Re: [PATCH] MMIO should have more priority then IO
From: Matthew Wilcox
Date: Fri Jul 08 2022 - 08:57:31 EST
On Fri, Jul 08, 2022 at 05:56:07AM +0000, Ajay Kaher wrote:
>
> On 28/06/22, 11:39 PM, "Bjorn Helgaas" <helgaas@xxxxxxxxxx> wrote:
> > [+cc Matthew]
> >
> > On Tue, Jun 28, 2022 at 09:59:21PM +0530, Ajay Kaher wrote:
> >> Port IO instructions (PIO) are less efficient than MMIO (memory
> >> mapped I/O). They require twice as many PCI accesses and PIO
> >> instructions are serializing. As a result, MMIO should be preferred
> >> when possible over PIO.
> >>
> >> Bare metal test result
> >> 1 million reads using raw_pci_read() took:
> >> PIO: 0.433153 Sec.
> >> MMIO: 0.268792 Sec.
> >>
> >> Virtual Machine test result
> >> 1 hundred thousand reads using raw_pci_read() took:
> >> PIO: 12.809 Sec.
> >> MMIO: took 8.517 Sec.
While this is true, we're talking about config space accesses.
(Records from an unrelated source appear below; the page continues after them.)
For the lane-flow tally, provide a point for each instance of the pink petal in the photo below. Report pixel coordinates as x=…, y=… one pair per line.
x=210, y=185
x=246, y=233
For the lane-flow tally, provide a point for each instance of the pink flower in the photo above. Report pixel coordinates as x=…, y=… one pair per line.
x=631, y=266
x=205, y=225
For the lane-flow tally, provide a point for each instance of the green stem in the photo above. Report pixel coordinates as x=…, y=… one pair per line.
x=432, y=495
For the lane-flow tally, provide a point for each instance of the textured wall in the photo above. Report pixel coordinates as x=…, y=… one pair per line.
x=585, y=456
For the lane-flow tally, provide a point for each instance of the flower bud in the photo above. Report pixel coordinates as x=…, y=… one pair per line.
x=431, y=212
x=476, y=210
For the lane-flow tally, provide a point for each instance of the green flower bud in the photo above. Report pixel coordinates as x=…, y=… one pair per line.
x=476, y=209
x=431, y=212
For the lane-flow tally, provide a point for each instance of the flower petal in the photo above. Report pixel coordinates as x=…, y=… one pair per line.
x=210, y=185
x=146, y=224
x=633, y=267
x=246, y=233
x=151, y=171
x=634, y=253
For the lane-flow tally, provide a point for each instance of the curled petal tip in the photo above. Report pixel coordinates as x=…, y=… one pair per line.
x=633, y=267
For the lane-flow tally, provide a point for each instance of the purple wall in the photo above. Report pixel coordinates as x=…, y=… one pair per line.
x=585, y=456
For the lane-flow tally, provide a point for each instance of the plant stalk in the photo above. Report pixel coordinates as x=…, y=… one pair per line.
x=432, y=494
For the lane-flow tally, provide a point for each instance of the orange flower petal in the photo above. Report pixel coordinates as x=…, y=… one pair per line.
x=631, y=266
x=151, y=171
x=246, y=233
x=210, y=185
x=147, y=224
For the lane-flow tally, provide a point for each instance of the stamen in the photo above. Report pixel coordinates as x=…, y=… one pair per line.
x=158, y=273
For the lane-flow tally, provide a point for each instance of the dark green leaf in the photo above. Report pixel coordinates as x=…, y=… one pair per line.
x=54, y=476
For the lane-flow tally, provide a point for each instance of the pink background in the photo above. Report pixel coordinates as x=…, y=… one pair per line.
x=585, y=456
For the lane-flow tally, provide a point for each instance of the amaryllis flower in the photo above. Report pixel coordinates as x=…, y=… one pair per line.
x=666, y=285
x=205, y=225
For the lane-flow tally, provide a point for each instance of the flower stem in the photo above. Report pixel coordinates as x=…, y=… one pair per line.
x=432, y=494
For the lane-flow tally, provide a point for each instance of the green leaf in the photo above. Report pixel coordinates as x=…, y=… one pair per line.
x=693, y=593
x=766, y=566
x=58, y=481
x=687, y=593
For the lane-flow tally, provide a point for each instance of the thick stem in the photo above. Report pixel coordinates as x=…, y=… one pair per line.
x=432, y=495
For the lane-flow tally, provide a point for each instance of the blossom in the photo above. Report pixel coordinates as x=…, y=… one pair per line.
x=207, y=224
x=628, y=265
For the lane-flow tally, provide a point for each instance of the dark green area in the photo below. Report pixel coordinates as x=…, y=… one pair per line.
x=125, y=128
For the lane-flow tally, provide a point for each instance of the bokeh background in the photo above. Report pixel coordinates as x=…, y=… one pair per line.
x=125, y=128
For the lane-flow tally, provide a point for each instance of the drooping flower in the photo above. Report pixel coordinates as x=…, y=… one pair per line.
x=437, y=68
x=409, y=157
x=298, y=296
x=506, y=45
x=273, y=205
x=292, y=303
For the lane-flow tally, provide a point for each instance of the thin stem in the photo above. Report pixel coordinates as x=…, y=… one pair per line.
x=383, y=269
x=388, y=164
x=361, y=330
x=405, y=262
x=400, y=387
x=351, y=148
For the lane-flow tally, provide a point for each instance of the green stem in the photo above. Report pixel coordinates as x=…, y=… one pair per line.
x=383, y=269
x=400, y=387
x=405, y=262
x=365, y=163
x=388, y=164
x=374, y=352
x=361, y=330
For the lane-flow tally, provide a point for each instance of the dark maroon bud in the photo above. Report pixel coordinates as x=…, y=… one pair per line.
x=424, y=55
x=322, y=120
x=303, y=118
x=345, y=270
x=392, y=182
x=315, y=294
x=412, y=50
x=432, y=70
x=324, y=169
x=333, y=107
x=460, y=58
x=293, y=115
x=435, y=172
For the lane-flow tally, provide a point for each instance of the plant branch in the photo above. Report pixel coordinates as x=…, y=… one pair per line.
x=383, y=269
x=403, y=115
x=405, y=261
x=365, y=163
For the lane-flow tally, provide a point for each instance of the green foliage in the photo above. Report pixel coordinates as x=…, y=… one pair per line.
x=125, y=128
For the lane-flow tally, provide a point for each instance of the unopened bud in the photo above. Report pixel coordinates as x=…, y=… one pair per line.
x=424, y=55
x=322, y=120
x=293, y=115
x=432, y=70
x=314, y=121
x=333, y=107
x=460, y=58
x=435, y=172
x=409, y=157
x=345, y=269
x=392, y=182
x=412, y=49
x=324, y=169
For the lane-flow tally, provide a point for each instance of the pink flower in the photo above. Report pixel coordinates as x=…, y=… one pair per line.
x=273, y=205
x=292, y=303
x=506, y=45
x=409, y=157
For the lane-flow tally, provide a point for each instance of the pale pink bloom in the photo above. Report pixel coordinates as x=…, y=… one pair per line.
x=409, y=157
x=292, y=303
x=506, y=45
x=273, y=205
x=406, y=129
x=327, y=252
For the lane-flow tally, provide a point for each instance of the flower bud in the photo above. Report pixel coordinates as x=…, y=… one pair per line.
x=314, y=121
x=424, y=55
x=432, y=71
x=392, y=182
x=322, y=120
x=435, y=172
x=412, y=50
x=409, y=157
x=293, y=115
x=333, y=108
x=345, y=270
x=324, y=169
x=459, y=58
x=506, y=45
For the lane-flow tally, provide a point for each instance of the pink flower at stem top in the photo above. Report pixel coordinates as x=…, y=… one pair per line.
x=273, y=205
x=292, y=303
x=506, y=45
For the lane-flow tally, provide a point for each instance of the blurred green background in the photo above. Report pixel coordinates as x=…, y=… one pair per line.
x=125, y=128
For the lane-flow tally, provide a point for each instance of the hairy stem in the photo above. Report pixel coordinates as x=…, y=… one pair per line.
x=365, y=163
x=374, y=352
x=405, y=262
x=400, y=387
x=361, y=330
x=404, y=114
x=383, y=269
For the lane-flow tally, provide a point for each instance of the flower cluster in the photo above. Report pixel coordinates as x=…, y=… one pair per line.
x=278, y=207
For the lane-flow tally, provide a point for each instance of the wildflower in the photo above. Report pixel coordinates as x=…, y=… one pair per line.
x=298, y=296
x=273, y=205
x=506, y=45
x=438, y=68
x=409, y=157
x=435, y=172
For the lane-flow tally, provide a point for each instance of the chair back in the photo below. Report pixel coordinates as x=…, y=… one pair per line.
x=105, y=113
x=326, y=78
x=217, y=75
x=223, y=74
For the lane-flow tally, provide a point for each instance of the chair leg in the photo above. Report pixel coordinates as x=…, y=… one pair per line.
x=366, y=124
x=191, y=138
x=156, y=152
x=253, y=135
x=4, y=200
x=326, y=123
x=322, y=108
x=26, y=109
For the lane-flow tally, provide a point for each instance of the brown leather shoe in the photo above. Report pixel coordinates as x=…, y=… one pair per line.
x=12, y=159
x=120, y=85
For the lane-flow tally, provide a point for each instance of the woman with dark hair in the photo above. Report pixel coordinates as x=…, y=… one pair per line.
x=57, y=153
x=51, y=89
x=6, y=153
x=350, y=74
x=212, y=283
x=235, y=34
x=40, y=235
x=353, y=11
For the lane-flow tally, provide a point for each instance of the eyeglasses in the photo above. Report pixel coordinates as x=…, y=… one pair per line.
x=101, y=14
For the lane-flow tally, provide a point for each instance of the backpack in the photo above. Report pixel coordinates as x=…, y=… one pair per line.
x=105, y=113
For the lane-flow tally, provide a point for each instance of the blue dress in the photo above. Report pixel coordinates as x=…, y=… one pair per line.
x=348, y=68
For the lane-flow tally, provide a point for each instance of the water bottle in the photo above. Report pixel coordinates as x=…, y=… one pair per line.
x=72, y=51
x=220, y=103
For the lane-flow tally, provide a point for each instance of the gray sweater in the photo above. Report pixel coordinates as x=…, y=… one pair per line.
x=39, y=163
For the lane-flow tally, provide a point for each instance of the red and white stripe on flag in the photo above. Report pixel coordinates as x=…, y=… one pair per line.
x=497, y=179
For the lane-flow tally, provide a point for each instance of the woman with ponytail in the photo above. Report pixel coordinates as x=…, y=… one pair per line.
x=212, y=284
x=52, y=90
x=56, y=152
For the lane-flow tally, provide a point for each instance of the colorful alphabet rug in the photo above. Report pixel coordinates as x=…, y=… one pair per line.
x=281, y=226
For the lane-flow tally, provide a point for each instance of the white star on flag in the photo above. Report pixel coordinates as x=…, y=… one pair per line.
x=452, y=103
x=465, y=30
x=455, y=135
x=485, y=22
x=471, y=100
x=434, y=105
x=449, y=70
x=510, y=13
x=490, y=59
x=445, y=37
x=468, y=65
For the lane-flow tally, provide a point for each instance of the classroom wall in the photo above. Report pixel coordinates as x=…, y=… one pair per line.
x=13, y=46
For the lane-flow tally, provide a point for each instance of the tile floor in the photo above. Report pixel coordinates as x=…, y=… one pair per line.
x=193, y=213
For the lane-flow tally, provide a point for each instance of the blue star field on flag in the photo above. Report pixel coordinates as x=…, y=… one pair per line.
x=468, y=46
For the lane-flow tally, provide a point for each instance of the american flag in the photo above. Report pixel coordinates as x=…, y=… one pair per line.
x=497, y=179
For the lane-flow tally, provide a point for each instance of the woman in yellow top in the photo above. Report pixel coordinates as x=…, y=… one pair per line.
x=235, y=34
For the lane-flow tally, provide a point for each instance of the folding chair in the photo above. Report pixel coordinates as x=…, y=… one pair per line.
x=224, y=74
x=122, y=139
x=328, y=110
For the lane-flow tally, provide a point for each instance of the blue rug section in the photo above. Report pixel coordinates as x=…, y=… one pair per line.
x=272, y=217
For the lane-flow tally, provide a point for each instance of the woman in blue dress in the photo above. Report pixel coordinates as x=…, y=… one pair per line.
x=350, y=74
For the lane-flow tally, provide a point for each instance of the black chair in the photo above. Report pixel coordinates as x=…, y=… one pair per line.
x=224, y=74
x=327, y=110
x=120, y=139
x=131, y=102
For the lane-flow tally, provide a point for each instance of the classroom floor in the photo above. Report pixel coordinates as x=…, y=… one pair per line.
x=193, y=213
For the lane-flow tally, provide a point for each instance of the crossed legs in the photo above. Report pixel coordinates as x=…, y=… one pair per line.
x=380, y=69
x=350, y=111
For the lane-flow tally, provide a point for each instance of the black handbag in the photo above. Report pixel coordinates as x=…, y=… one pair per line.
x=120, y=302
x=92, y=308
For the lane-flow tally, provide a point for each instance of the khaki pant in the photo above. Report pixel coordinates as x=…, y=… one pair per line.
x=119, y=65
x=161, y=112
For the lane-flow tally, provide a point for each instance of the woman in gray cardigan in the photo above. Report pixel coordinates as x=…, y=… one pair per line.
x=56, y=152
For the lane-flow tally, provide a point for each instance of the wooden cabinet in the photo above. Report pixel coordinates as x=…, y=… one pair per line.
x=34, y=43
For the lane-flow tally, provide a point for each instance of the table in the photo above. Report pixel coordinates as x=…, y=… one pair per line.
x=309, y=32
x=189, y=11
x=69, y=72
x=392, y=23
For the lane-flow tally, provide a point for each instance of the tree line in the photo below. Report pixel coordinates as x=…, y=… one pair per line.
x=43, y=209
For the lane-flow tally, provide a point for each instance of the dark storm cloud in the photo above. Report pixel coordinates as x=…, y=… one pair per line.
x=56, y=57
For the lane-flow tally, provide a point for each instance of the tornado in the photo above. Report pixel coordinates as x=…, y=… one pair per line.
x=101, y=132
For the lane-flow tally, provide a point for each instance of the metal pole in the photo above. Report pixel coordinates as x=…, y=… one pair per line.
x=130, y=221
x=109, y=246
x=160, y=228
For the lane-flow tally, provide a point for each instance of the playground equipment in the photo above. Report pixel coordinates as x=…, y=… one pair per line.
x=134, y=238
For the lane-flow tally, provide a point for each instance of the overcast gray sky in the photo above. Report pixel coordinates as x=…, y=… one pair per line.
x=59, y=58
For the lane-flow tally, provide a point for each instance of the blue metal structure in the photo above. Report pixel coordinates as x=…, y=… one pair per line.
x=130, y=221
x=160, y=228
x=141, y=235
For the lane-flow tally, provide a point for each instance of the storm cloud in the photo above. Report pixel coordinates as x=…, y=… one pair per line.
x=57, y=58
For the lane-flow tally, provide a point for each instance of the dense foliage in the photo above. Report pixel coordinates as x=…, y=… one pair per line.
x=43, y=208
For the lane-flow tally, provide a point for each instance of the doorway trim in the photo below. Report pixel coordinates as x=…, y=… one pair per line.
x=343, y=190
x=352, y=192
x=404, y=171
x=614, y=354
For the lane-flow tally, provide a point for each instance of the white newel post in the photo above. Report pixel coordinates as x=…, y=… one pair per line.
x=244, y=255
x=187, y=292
These
should be rare. What workload does this make any measurable difference
to?
And looking at the results above, it's not so much the PIO vs MMIO
that makes a difference, it's the virtualisation. A mmio access goes
from 269ns to 85us. Rather than messing around with preferring MMIO
over PIO for config space, having an "enlightenment" to do config
space accesses would be a more profitable path.
> >> Signed-off-by: Ajay Kaher <akaher@xxxxxxxxxx>
> >> ---
> >> arch/x86/pci/common.c | 8 ++++----
> >> 1 files changed, 4 insertions(+), 4 deletions(-)
> >>
> >> diff --git a/arch/x86/pci/common.c b/arch/x86/pci/common.c
> >> index 3507f456f..0b3383d9c 100644
> >> --- a/arch/x86/pci/common.c
> >> +++ b/arch/x86/pci/common.c
> >> @@ -40,20 +40,20 @@ const struct pci_raw_ops *__read_mostly raw_pci_ext_ops;
> >> int raw_pci_read(unsigned int domain, unsigned int bus, unsigned int devfn,
> >> int reg, int len, u32 *val)
> >> {
> >> + if (raw_pci_ext_ops)
> >> + return raw_pci_ext_ops->read(domain, bus, devfn, reg, len, val);
> >> if (domain == 0 && reg < 256 && raw_pci_ops)
> >> return raw_pci_ops->read(domain, bus, devfn, reg, len, val);
> >> - if (raw_pci_ext_ops)
> >> - return raw_pci_ext_ops->read(domain, bus, devfn, reg, len, val);
> >> return -EINVAL;
> >
> > This organization of raw_pci_read() dates to b6ce068a1285 ("Change
> > pci_raw_ops to pci_raw_read/write"), by Matthew. Cc'd him for
> > comment, since I think he considered the ordering at the time.
>
> Thanks Bjorn for quick response.
>
> Matthew, b6ce068a1285 is old commit. It will be very helpful if you could
> provide some detail on ordering as Bjorn mentioned above.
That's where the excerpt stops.